Follow the money is a tried and true adage. Usually when the money stops coming in, the show is over. That looks to be the case with Donald Trump. He’s got a number of PACS and between them they took in $24 million in the past three months — which is quite impressive, unless you look on the other side of the ledger and realize that he spent $37 million during the same period of time, which makes a net loss of $13 million. Ouch. Daily Beast:
In real terms, Trump’s fundraising last quarter was actually something closer to $3.6 million—that’s how much he actually raised for his two main committees, which he can use for things like political activity, events, legal fees, and enriching his businesses. But while those two committees took in about $3.6 million, they also spent roughly $15.5 million on operating costs.
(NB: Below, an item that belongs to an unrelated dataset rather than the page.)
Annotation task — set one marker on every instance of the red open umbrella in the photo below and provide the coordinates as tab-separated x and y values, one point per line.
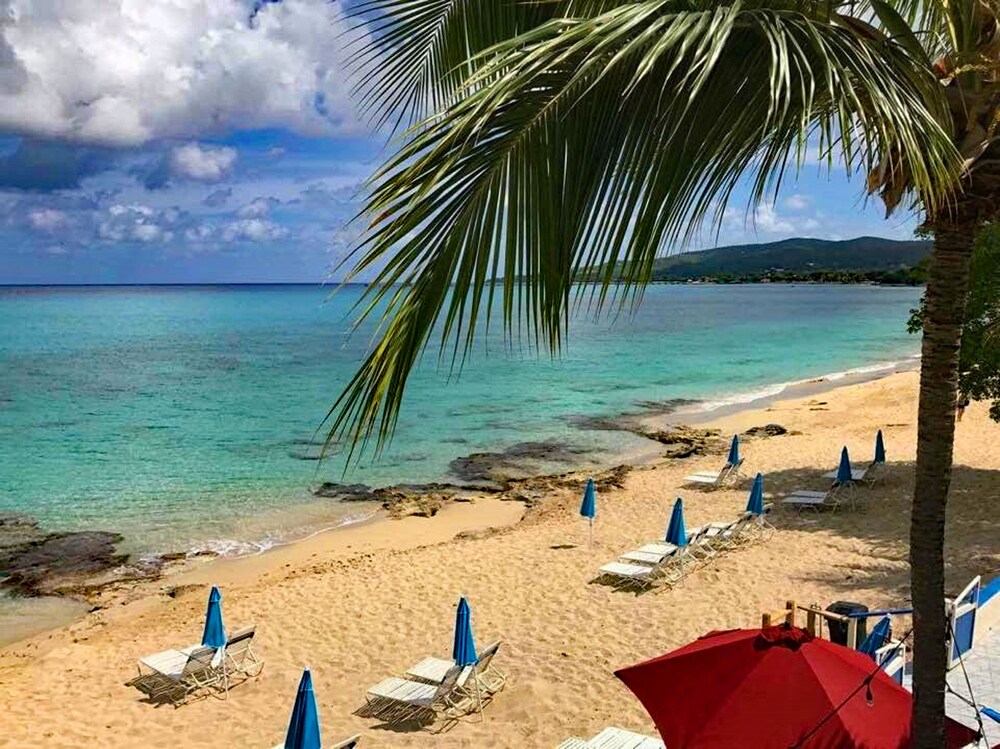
774	688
Those losses didn’t stop Trump’s allies from boasting to the media that the ongoing federal investigation into his hoarding of government records was playing out as a political and financial win, claiming the legal boondoggle had only energized his MAGA base. In truth, they weren’t telling the whole story—the twice-impeached former president had been hemorrhaging cash all along, while apparently struggling to convert small-dollar donors. […]
This analysis is based on recent Federal Election Commission filings from Trump’s three active fundraising committees. Over the last three months, those groups spent a combined $23 million on services associated with raising money. Accounting for just those expenses, Trump walked away with a little over $1 million. But his other costs took a major bite—legal fees alone ate up $7.5 million—leaving him $13 million in the hole, all told.
Legal fees will eat up money every time and unfortunately, the direction that Trump’s fortunes are going right now, it doesn’t look like his legal dollar is going to decrease. Au contraire, if anything, that’s the area where he’s liable to be laying out the most cash in the foreseeable future.
According to FEC reports, Save America and MAGA PAC raised a combined total of a little more than $3.6 million from donations last quarter—a far cry from $24 million.
That’s because the $24 million was raised by the third group, a joint fundraising entity called “Save America Joint Fundraising Committee” (SAJFC), which handles almost all of Trump’s fundraising.
The only real purpose SAJFC serves is to act as a middleman. It doesn’t engage in political activity, but instead raises money directly from small-dollar donors and splits the proceeds between the two other Trump groups. And filings show that almost every dollar of the $3.6 million that Save America and MAGA PAC raised from donations in the last three months came from that group.
But even though SAJFC raised $24 million, it cost $22 million to get there. And as The Daily Beast reported on Thursday, more than $20 million of that spending went to services to help Trump raise money—things like web and text message ads, digital consulting, direct mail, donor lists, online merchant fees, and the like.
Trump still has his war chest, estimated at $92 million, which is more than the RNC has and don’t think that doesn’t rankle them. And that is most likely how Trump’s legal fees are going to get paid at all. Donor fatigue is a very real thing. So is a drop off in small dollar donors. Trump appears to be experiencing both of those things.
He’s still putting up posts regularly on Truth Social about how he’s the most popular candidate and the 2024 nomination is a shoo-in. Let’s see what’s left in the bank as he gets closer to the finish line.